SLMs consume about 25% of the energy that LLMs require for equivalent tasks, with task-specific models using half that, making local inference dramatically more efficient.
The prototype big, deploy small framework means proving feasibility with the most capable model first, then systematically testing smaller models until you find one that meets your criteria.
Llama 3.2 3B beat Gemma 4 and Qwen in the speaker's evaluation for social thread summarization, reaching 90% accuracy compared to Claude Sonnet's baseline.

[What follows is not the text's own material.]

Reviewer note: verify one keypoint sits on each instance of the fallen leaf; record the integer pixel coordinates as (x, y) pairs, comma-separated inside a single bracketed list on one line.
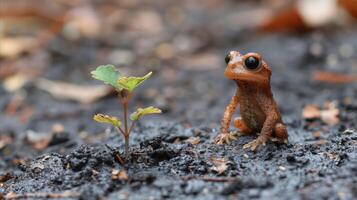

Few-shot prompting closed the accuracy gap between Llama and Claude from 10% to near-parity, while explicit negative constraints actually made performance worse.
Post-processing can fix structural issues like JSON validity and reference accuracy, meaning you don't need perfect model outputs to ship production-ready features.
Regression evals prevent CTO-induced disasters, catching when prompt or model changes break your agentic workflows before users notice.

The Breakdown

RL Nabors from Arize demonstrates how to replace expensive frontier model API calls with local small language models through a systematic evaluation process, showing that Llama 3.2 3B can match Claude Sonnet's performance on summarization tasks while eliminating API costs entirely. The talk introduces the SAGE model approach, selecting the smallest model that delivers acceptable results, and walks through a real case study using Phoenix to evaluate and compare models.